Une ordonnance adoptée en janvier dont les dispositions entreront en vigueur au plus tard en juillet 2018 précise encore plus clairement la double interdiction d’accorder et de recevoir des “avantages”. Elle reprend de fait un point de la charte : “La personne exerçant une activité d’information par démarchage ou prospection ne doit ni proposer aux professionnels de santé de cadeaux en nature ou en espèces faisant ou non l’objet d’une convention, ni répondre à d’éventuelles sollicitations dans ce domaine”. Exit donc des cabinets médicaux les stylos et autres blocs-notes remis par les visiteurs. “Un des principes de la charte, c’est le zéro cadeau, même de valeur négligeable, rappelle Anne-Sophie Grenouilleau. Il ne sera plus non plus possible de remettre des échantillons de dispositifs médicaux, de produits cosmétiques et de compléments alimentaires, comme c’est déjà le cas pour le médicament.” Des limitations très fortes ont aussi été mises en place sur les invitations à déjeuner qui ne peuvent être qu’impromptues ou les collations offertes dans les hôpitaux.
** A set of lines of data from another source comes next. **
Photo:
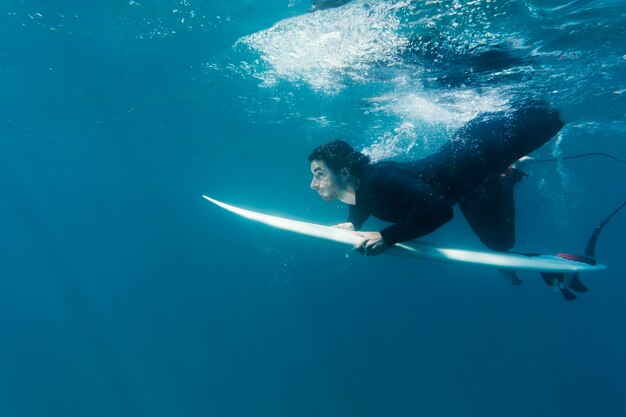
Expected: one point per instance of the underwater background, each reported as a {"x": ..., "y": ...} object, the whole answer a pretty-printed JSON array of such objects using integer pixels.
[{"x": 124, "y": 293}]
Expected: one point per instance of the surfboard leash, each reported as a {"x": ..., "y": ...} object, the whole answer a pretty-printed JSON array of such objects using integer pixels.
[{"x": 584, "y": 155}]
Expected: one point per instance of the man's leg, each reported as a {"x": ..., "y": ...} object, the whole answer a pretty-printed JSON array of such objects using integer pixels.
[{"x": 490, "y": 211}]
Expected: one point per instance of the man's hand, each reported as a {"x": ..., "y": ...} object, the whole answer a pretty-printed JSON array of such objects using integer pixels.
[
  {"x": 346, "y": 226},
  {"x": 372, "y": 244}
]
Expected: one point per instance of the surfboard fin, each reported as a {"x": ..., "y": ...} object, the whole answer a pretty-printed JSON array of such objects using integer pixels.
[
  {"x": 576, "y": 285},
  {"x": 557, "y": 281}
]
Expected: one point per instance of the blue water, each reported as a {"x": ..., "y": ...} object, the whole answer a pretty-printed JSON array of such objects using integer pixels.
[{"x": 124, "y": 293}]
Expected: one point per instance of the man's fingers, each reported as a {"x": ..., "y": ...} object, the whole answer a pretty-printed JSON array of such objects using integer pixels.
[{"x": 362, "y": 247}]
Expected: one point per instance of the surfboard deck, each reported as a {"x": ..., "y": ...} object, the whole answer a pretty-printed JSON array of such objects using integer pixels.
[{"x": 418, "y": 249}]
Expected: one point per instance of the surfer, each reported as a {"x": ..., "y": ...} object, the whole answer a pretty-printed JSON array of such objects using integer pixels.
[{"x": 474, "y": 170}]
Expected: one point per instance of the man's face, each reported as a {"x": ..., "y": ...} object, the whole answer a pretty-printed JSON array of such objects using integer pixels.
[{"x": 327, "y": 184}]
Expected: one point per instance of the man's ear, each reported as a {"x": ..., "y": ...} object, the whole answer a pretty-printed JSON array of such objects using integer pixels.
[{"x": 345, "y": 173}]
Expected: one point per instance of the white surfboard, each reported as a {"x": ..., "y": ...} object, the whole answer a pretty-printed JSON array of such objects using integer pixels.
[{"x": 421, "y": 250}]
Dans la continuité de ces travaux, la HAS souhaite désormais analyser l’impact de la promotion sur les prescriptions médicales, sur la base de la littérature internationale. “Je pense que la visite médicale est un élément de l’information du médecin, mais il doit bien sûr toujours l’analyser avec un œil critique”, estime le Dr Jean-Paul Ortiz, président de la CSMF. Cet état des lieux de la HAS est attendu pour la fin de l’année.
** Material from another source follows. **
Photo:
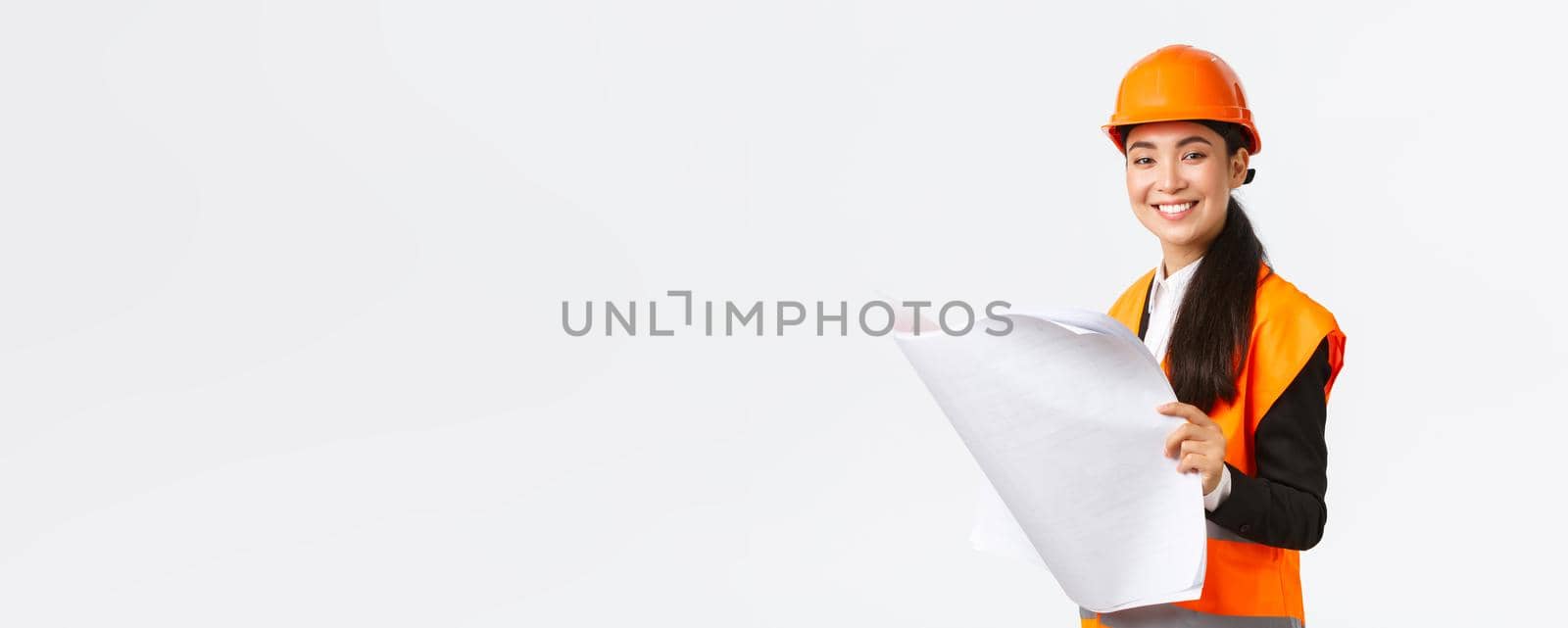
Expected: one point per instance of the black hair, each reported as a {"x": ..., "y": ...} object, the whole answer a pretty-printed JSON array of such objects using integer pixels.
[{"x": 1214, "y": 326}]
Jean-Yves Lecoq, secrétaire général et directeur de la communication et de l’excellence opérationnelle des laboratoires GSK France : Je suis de ceux qui pensent qu’avoir un cadre réglementaire bien défini quand on travaille sur la promotion du médicament est quelque chose de très sain. Tout ce qui contribue à améliorer la déontologie d’une profession est une bonne chose. Chez GSK, nous souscrivons totalement aux principes de cette charte, d’autant que nous étions préparés à cette démarche. Un des changements les plus notables de la charte est l’obligation annuelle d’évaluation de nos collaborateurs visiteurs médicaux. Or nous le faisions déjà.
Outre les connaissances scientifiques sur le produit, la charte prévoit aussi un contrôle des connaissances sur les questions liées à l’environnement du produit, notamment les règles de fonctionnement du système de soins. Cela nous semble tout à fait pertinent. Finalement, le plus gros travail pour nous a été de mettre en place un processus qui permet de tracer individuellement les évaluations de nos collaborateurs et les formations reçues pour que l’auditeur puisse en assurer leur contrôle. Encore une fois, même si c’est relativement lourd, c’est quelque chose qui nous semble normal. Quant aux nouvelles conditions de la visite à l’hôpital, nous y sommes entièrement favorables car ce sont des choses que nous avions déjà mises en place.
Sur quels autres points avez-vous fait évoluer le travail des visiteurs médicaux ?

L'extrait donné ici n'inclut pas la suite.